Make an extra payment each year
You can use the length of a mortgage to your advantage by making one extra payment each year. This allows you to save thousands in interest and shave years off of your loan without hitting your finances too strongly. “Let’s say you do this starting the first month after getting a 30-year mortgage for $200,000 at 4.5 percent. That would save you more than $27,000 in interest, and you would pay off the mortgage four years and three months earlier,” writes personal finance expert Dana Dratch, in a March 2018 article for Bankrate.com.
Saving extra money throughout the year and spending it on an extra mortgage payment all at once can cause a hit to your finances. Avoid this by making biweekly half-payments instead of one payment per month. You’ll end up making 26 half-payments throughout the year, equivalent to the value of 13 monthly payments. “Most people default into making one mortgage payment per month. But if you pay half of your mortgage every two weeks, you’re effectively making one extra month’s payment per year — without really ‘feeling’ it,” says Paula Plant, an award-winning real estate expert, in a June 2017 article for TheBalance.com.
Another solution involves refinancing to a shorter-term mortgage, which usually have lower interest rates. To determine whether this will benefit you in the long term, you will need to calculate whether the money saved is enough to balance against the administrative fees and closing costs involved with processing a new loan — which could add up to a few thousand dollars. “A refinance carries closing costs,” Dratch warns. “And a quicker payoff means higher monthly payments. You’re locked in if you decide that you don’t have the extra money one month to put toward the mortgage.”
If you can handle the higher payments, you can save tens of thousands of dollars in the long term. Dratch adds to remember, “unless the new interest rate is lower than the old rate, there’s no point in refinancing.”
Apply unexpected money toward your mortgage
Plant asks, “Have you ever received ‘surprise’ money such as a bonus, commission, tax refund or inheritance?” Most people would spend that money on short-term purchases, like nice dinners or a new car, depending on the amount received. Both Plant and Dratch, on the other hand, advise applying that unexpected money toward your mortgage. “Let’s say you got a 30-year fixed-rate mortgage for $200,000 at 4.5 percent,” Dratch says. “Then, five years later, you can pay an extra $10,000 in a lump sum.

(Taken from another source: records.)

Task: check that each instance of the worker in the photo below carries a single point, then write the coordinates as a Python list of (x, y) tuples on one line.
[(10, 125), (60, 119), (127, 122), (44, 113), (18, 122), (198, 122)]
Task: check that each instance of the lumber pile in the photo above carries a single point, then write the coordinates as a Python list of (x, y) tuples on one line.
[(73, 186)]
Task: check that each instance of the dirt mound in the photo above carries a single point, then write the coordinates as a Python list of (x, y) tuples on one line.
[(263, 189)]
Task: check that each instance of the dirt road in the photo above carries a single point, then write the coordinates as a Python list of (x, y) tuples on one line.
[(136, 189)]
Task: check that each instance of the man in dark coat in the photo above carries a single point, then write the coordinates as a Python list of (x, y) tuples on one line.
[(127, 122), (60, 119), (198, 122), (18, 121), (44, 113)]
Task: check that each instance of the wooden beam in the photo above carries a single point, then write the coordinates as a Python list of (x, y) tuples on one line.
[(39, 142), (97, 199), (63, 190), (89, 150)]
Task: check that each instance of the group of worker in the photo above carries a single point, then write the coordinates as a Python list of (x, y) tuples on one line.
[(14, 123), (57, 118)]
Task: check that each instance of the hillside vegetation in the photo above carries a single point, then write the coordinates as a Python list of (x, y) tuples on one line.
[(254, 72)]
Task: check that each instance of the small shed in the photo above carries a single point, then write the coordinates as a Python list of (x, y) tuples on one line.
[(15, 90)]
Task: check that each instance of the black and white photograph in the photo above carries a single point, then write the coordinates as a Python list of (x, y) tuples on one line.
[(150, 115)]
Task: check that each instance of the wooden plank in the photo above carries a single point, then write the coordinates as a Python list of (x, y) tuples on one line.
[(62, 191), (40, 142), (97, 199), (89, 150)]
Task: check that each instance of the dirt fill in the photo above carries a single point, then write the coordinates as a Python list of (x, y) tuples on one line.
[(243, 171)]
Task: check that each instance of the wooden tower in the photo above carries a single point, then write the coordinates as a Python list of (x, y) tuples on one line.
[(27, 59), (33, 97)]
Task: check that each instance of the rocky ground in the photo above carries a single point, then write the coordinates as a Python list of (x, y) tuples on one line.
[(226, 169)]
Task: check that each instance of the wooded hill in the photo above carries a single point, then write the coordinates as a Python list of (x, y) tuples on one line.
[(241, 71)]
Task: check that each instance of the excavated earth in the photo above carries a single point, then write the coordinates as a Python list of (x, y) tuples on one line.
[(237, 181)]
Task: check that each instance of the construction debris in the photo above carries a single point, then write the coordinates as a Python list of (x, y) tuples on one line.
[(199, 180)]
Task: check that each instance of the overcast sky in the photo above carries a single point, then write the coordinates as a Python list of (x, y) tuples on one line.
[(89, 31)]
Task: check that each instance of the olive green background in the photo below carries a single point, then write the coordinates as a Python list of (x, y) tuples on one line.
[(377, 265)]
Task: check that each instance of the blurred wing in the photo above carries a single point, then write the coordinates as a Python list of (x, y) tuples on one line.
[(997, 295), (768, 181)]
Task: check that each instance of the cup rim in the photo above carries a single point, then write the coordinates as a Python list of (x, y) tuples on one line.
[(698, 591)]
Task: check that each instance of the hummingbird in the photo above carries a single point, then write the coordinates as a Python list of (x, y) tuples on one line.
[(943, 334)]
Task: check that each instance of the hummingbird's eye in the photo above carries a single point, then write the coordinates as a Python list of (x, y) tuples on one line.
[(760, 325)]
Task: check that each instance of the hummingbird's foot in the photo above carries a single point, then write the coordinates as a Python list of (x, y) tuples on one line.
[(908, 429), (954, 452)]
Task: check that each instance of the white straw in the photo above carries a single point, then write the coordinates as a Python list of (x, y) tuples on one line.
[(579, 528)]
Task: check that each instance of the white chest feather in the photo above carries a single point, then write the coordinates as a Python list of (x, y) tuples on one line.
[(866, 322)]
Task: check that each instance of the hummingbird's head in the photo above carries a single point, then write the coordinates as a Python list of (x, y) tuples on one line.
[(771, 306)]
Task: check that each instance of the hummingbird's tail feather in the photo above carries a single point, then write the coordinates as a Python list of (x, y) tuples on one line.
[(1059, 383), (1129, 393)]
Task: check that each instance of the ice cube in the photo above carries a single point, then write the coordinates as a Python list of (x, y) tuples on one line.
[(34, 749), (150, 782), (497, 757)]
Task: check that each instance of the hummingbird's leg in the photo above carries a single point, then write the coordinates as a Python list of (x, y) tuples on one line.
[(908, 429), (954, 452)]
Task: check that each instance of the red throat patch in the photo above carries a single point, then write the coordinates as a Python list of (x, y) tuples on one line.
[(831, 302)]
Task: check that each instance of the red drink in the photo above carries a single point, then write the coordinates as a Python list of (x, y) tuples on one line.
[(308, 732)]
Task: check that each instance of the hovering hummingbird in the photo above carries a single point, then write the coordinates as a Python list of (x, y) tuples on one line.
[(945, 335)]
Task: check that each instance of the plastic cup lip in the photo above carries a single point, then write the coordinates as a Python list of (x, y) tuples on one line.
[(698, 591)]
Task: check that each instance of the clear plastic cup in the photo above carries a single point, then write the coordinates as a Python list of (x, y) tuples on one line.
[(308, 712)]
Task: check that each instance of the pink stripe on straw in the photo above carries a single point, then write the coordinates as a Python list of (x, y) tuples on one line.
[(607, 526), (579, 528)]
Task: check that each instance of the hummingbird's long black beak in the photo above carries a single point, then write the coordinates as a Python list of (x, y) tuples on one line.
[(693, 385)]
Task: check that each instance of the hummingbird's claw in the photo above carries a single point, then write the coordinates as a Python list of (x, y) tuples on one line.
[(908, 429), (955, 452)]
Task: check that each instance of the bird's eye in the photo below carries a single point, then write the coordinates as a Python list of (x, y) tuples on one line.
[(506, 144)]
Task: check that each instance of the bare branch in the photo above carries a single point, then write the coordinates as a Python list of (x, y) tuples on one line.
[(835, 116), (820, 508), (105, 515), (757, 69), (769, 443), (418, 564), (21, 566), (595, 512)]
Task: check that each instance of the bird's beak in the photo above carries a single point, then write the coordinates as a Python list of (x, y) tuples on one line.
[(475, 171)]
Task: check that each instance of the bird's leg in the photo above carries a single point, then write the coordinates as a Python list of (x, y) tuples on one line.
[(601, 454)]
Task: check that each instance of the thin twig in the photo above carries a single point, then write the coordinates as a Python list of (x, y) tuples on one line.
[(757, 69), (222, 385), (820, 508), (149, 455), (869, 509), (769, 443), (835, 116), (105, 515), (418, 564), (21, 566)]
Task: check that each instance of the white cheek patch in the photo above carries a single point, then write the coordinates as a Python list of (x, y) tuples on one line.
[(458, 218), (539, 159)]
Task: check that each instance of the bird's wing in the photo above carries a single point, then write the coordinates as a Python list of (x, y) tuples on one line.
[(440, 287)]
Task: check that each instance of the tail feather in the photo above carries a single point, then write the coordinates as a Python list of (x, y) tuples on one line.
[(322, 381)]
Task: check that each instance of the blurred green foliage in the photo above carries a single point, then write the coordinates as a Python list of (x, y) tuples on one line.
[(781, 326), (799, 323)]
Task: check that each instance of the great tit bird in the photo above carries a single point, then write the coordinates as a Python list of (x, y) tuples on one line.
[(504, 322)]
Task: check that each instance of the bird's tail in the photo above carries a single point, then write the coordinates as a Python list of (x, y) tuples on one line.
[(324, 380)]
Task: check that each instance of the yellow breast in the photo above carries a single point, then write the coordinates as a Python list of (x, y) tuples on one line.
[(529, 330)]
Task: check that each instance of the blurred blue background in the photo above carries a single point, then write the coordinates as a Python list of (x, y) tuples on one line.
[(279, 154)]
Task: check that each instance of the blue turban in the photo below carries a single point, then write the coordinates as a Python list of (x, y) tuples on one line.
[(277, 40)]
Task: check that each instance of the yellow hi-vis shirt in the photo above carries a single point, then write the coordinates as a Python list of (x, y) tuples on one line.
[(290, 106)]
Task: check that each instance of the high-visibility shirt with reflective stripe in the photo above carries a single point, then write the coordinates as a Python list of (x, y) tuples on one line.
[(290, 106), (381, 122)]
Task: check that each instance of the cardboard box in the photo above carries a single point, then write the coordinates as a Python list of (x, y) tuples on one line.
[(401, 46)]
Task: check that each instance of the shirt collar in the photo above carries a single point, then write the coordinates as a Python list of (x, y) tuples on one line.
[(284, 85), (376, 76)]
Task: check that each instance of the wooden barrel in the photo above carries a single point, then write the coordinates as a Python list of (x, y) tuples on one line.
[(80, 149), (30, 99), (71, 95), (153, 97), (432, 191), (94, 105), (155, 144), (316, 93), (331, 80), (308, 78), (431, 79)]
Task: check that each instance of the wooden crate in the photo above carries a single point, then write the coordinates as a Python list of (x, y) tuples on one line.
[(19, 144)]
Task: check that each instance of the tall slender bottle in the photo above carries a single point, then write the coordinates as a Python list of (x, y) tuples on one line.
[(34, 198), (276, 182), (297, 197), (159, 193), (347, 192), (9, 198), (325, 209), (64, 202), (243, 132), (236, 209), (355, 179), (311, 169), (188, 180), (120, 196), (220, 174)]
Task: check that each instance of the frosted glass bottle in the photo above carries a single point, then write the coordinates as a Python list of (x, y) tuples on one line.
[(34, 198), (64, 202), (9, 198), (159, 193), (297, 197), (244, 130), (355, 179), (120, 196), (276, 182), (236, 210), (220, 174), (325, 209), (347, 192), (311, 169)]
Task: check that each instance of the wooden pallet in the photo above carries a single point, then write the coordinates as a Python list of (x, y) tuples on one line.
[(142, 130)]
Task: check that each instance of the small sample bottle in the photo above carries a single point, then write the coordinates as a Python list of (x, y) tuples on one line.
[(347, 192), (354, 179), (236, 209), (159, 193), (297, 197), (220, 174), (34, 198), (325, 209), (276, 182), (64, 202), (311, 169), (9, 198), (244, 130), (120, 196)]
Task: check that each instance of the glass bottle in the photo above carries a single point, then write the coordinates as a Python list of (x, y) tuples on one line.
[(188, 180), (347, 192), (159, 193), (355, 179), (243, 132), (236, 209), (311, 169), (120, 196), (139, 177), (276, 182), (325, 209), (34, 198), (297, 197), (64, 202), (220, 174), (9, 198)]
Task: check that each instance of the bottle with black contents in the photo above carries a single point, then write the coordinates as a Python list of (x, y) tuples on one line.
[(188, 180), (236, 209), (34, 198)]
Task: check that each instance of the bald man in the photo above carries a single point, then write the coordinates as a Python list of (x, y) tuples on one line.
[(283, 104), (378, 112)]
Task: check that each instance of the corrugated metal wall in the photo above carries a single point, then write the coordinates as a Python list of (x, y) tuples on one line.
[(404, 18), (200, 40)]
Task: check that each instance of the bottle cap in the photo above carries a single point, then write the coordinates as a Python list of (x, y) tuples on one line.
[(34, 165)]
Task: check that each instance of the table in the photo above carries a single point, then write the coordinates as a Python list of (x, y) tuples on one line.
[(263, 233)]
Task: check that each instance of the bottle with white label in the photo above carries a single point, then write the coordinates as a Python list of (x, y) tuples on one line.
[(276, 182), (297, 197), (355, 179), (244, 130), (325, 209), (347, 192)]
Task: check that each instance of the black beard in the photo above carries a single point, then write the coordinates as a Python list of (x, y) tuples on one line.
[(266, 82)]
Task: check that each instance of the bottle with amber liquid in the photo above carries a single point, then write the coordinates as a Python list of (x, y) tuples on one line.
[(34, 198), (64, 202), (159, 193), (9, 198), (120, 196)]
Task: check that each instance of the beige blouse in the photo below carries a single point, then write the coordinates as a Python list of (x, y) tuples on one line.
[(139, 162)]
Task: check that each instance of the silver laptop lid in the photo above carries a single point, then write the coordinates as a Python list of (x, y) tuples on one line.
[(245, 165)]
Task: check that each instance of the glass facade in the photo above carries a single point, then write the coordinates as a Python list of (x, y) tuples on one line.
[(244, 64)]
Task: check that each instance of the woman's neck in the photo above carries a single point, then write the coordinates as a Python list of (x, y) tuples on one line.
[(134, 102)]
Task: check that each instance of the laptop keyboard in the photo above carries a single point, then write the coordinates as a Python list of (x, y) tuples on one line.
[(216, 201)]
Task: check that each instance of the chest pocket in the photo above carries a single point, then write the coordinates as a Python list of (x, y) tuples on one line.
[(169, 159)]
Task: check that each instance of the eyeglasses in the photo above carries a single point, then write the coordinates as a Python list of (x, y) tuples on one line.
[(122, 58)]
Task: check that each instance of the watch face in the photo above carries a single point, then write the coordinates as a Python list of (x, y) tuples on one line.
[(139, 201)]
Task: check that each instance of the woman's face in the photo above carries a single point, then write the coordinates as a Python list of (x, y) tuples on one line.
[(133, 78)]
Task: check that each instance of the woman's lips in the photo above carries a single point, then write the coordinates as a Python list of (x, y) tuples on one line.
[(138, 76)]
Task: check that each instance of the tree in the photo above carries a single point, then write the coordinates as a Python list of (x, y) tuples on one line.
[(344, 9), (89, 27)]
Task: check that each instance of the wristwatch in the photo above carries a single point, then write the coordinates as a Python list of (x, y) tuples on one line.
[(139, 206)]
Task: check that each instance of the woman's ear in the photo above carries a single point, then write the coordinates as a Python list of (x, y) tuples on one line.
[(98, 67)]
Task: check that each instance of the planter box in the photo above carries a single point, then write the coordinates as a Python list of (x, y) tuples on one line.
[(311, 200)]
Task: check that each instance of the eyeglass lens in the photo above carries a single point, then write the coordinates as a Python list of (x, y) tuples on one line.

Doing so pays off the mortgage two years and four months earlier, and saves more than $19,000 in interest.”
The upside of using this method is you were not expecting or counting on the money. Therefore, you won’t need the extra money to continue as you were, allowing you to apply it to your mortgage without feeling a financial hit.
“The downside to this approach is that it’s hard to predict the mortgage payoff date,” Dratch adds. If you do plan to go down that route, Plant says it’s important to check with your lender to ensure your contribution applies toward the principal and not the interest.
There are many ways to pay off your mortgage quicker. Just remember that while some solutions involve taking a short-term hit in savings, you’ll get that money back in saved costs and interest in the long term. No matter what you choose, make sure to speak to an expert at your credit union about your options.